*
There was no more cleaning to do, and Cath felt uneasy being in the house by herself. She tried sleeping on the couch, but it felt too close to the outside and too close to her dad’s empty room—so she went up to her room and crawled into her own bed. When that didn’t work, she climbed into Wren’s bed, taking her laptop with her.
Their dad had stayed at St. Richard’s three times before. The first time was the summer after their mom left. They’d called their grandma when he wouldn’t get out of bed, and for a while, she’d moved in with them. She filled the freezer with frozen lasagna before she moved out.
The second time was in sixth grade. He was standing over the sink, laughing, and telling them that they didn’t have to go to school anymore. Life was an education, he said. He’d cut himself shaving, and there were tiny pieces of toilet paper stuck with blood to his chin. Cath and Wren had gone to stay with their aunt Lynn in Chicago.
The third time was in high school. They were sixteen, and their grandma came to stay, but not until the second night. That first night they’d spent in Wren’s bed, Wren holding Cath’s wrists, Cath crying.
“I’m like him,” she’d whispered.
“You’re not,” Wren said.
“I am. I’m crazy like him.” She was already having panic attacks. She was already hiding at parties. In seventh grade, she’d been late to class for the first two weeks because she couldn’t stand being in the halls with everyone else during passing periods. “It’s probably going to get worse in a few years. That’s when it usually kicks in.”
“You’re not,” Wren said.
“But what if I am?”
“Decide not to be.”
“That’s not how it works,” Cath argued.
“Nobody knows how it works.”
“What if I don’t even see it coming?”
“I’ll see it coming.”
Cath tried to stop crying, but she’d been crying so long, the crying had taken over, making her breathe in harsh sniffs and jerks.

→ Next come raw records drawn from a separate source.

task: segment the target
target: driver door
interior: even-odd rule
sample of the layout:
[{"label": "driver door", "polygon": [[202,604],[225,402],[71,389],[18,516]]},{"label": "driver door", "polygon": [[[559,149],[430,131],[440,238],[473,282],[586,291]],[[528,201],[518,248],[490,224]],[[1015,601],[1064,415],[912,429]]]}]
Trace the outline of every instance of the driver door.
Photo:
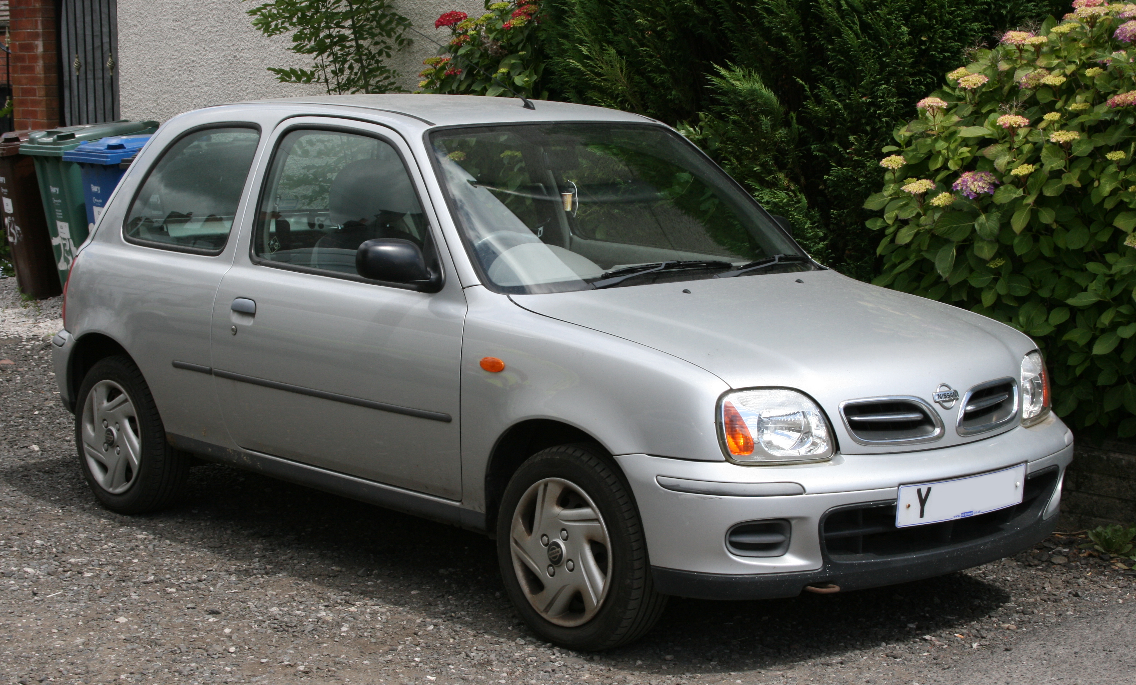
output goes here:
[{"label": "driver door", "polygon": [[[292,119],[212,314],[212,367],[240,446],[461,499],[465,296],[361,278],[359,243],[442,259],[404,142],[377,125]],[[250,244],[251,243],[251,244]]]}]

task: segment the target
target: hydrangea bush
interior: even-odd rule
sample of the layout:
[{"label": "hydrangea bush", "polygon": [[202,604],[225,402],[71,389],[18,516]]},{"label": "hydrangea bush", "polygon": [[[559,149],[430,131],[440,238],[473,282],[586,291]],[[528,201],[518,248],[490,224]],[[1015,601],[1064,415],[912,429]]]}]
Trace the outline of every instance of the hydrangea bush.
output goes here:
[{"label": "hydrangea bush", "polygon": [[1054,410],[1136,434],[1136,5],[1076,0],[946,75],[883,149],[875,279],[1041,345]]},{"label": "hydrangea bush", "polygon": [[544,70],[536,35],[540,5],[486,0],[485,9],[479,17],[448,11],[437,18],[434,28],[448,28],[450,37],[436,57],[425,60],[418,87],[425,93],[491,97],[510,95],[511,89],[546,99],[548,93],[538,90]]}]

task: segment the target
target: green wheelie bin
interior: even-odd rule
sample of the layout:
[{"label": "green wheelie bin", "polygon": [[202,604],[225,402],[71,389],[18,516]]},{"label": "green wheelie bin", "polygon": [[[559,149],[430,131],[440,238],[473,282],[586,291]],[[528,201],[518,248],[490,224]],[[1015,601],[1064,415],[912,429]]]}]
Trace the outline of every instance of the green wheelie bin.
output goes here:
[{"label": "green wheelie bin", "polygon": [[86,219],[83,195],[83,174],[77,162],[64,161],[64,152],[74,150],[85,141],[97,141],[108,135],[153,133],[158,122],[108,122],[84,126],[65,126],[36,131],[19,147],[20,154],[35,160],[35,175],[40,182],[40,198],[48,219],[51,248],[59,283],[67,283],[75,252],[83,244],[93,225]]}]

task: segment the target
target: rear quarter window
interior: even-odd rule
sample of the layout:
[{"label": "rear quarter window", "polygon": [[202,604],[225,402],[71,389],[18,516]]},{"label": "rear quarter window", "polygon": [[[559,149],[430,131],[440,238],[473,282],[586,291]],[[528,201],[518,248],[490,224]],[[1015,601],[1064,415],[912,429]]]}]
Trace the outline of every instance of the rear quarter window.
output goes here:
[{"label": "rear quarter window", "polygon": [[133,243],[217,254],[228,242],[244,182],[260,142],[253,127],[183,135],[150,169],[126,215]]}]

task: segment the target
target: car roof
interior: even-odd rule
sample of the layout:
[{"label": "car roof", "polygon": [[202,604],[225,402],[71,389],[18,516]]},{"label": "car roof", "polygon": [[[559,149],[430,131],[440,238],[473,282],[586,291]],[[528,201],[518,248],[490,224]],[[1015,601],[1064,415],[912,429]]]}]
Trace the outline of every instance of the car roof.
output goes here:
[{"label": "car roof", "polygon": [[[343,107],[358,111],[371,109],[408,116],[431,126],[465,124],[513,124],[525,122],[628,122],[645,123],[654,119],[588,105],[531,100],[536,109],[526,109],[518,98],[486,98],[484,95],[315,95],[307,98],[274,98],[241,102],[241,105],[316,105]],[[315,114],[315,112],[314,112]]]}]

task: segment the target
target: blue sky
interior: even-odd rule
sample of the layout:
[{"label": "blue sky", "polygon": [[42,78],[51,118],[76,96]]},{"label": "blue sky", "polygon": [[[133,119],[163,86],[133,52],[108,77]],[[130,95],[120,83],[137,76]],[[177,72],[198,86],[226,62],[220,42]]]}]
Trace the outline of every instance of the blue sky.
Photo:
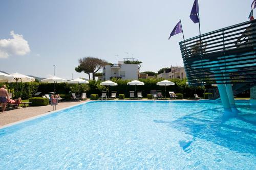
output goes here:
[{"label": "blue sky", "polygon": [[[248,20],[252,1],[199,0],[202,33]],[[185,38],[199,34],[198,24],[189,17],[193,3],[1,1],[0,45],[14,38],[11,31],[23,44],[6,48],[10,53],[0,58],[0,70],[47,77],[54,74],[56,65],[57,76],[70,79],[73,74],[74,78],[87,78],[74,70],[78,59],[91,56],[115,63],[115,55],[120,60],[127,57],[125,52],[143,62],[142,71],[182,66],[182,34],[168,38],[180,18]]]}]

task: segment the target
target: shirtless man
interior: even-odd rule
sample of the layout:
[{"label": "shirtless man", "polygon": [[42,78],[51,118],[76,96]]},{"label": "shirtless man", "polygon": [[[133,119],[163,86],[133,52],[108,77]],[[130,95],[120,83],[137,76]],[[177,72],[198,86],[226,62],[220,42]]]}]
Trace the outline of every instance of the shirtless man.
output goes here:
[{"label": "shirtless man", "polygon": [[[7,100],[9,100],[8,92],[7,90],[5,88],[6,88],[6,85],[3,85],[0,88],[0,104],[3,104],[4,107],[2,111],[2,113],[5,112],[5,108],[6,107],[6,104],[7,103]],[[6,99],[7,97],[7,100]]]}]

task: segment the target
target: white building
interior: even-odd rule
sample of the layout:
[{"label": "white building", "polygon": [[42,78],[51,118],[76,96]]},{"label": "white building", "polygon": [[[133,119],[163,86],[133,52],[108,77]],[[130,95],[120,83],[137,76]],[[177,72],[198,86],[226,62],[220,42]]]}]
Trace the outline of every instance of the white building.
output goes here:
[{"label": "white building", "polygon": [[186,78],[184,67],[173,67],[167,69],[163,73],[157,75],[157,78],[183,79]]},{"label": "white building", "polygon": [[138,70],[138,64],[124,64],[123,61],[118,61],[118,64],[103,67],[102,79],[108,80],[115,77],[123,80],[137,80]]}]

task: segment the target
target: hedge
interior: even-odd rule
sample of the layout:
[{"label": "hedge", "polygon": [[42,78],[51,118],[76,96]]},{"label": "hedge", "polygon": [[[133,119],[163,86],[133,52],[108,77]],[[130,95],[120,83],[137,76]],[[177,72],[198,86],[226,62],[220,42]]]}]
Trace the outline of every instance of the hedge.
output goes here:
[{"label": "hedge", "polygon": [[91,94],[90,98],[91,100],[97,100],[99,98],[99,94]]},{"label": "hedge", "polygon": [[48,98],[29,98],[29,102],[31,106],[43,106],[49,105]]},{"label": "hedge", "polygon": [[124,94],[119,94],[118,95],[119,100],[124,100]]},{"label": "hedge", "polygon": [[71,94],[59,94],[59,96],[62,99],[63,99],[65,101],[71,101],[72,99]]},{"label": "hedge", "polygon": [[181,93],[176,93],[176,94],[178,97],[177,99],[183,99],[183,94]]},{"label": "hedge", "polygon": [[147,94],[147,99],[153,99],[153,95],[151,94]]},{"label": "hedge", "polygon": [[203,93],[202,98],[204,98],[204,99],[209,99],[209,95],[212,96],[212,93]]}]

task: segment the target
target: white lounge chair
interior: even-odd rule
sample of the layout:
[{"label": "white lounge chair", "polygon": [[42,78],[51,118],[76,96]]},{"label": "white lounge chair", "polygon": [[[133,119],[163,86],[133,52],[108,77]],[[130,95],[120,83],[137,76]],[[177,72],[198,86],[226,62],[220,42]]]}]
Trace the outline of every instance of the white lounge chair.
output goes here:
[{"label": "white lounge chair", "polygon": [[169,91],[169,95],[170,95],[170,99],[175,99],[178,98],[173,91]]},{"label": "white lounge chair", "polygon": [[86,99],[86,93],[82,93],[82,99]]},{"label": "white lounge chair", "polygon": [[134,95],[134,91],[130,91],[130,99],[134,99],[135,96]]},{"label": "white lounge chair", "polygon": [[138,99],[142,99],[142,92],[139,91],[137,92],[137,96],[138,97]]},{"label": "white lounge chair", "polygon": [[112,91],[111,92],[111,96],[110,98],[115,99],[116,98],[116,91]]},{"label": "white lounge chair", "polygon": [[100,97],[100,98],[101,98],[101,100],[103,99],[103,98],[105,98],[106,100],[106,91],[102,91],[102,94],[101,94],[101,96]]},{"label": "white lounge chair", "polygon": [[76,96],[76,94],[75,93],[71,93],[72,94],[72,99],[74,100],[76,100],[76,101],[78,101],[79,99],[79,98],[77,98]]}]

“If it tries to take you,” Wren said, “I won’t let go.”
A few months later, Cath gave that line to Simon in a scene about Baz’s bloodlust. Wren was still writing with Cath back then, and when she got to the line, she snorted.
“I’m here for you if you go manic,” Wren said. “But you’re on your own if you become a vampire.”
“What good are you anyway,” Cath said. Their dad was home by then. And better. And Cath didn’t feel, for the moment, like her DNA was a trap ready to snap closed on her.
“Apparently, I’m good for something,” Wren said. “You keep stealing all my best lines.”
*
Cath thought about texting Wren Friday night before she fell asleep, but she couldn’t think of anything to say.
The Humdrum wasn’t a man at all, or a monster. It was a boy.
Simon stepped closer, perhaps foolishly, wanting to see its face.… He felt the Humdrum’s power whipping around him like dry air, like hot sand, an aching fatigue in the very marrow of Simon’s bones.
The Humdrum—the boy—wore faded denims and a grotty T-shirt, and it probably took Simon far too long to recognize the child as himself. His years-ago self.
“Stop it,” Simon shouted. “Show yourself, you coward. Show yourself!”
The boy just laughed.
—from chapter 23, Simon Snow and the Seventh Oak, copyright ? 2010 by Gemma T. Leslie
TWENTY
Her dad and Wren came home on the same day. Saturday.
Her dad was already talking about going back to work—even though his meds were still off, and he still seemed alternately drunk or half-asleep. Cath wondered if he’d stay on them through the weekend.
Maybe it would be okay if he went off his meds. She and Wren were both home now to watch out for him.
With everything that had happened, Cath wasn’t quite sure whether she and Wren were on speaking terms. She decided that they were; it made life easier. But they weren’t on sharing terms—she still hadn’t told Wren anything about Levi. Or about Nick, for that matter. And she didn’t want Wren to start talking about her adventures with their mom. Cath was sure Wren had some mother–daughter Christmas plans.
At first, all Wren wanted to talk about was school. She felt good about her finals, did Cath? And she’d already bought her books for next semester. What classes was Cath taking? Did they have any together?
Cath mostly listened.
“Do you think we should call Grandma?” Wren asked.
“About what?”
“About Dad.”
“Let’s wait and see how he does.”
All their friends from high school were home for Christmas. Wren kept trying to get Cath to go out.
“You go,” Cath would say. “I’ll stay with Dad.”
“I can’t go without you. That would be weird.”
It would seem weird to their high school friends to see Wren without Cath. Their college friends would think it was weird if they showed up anywhere together.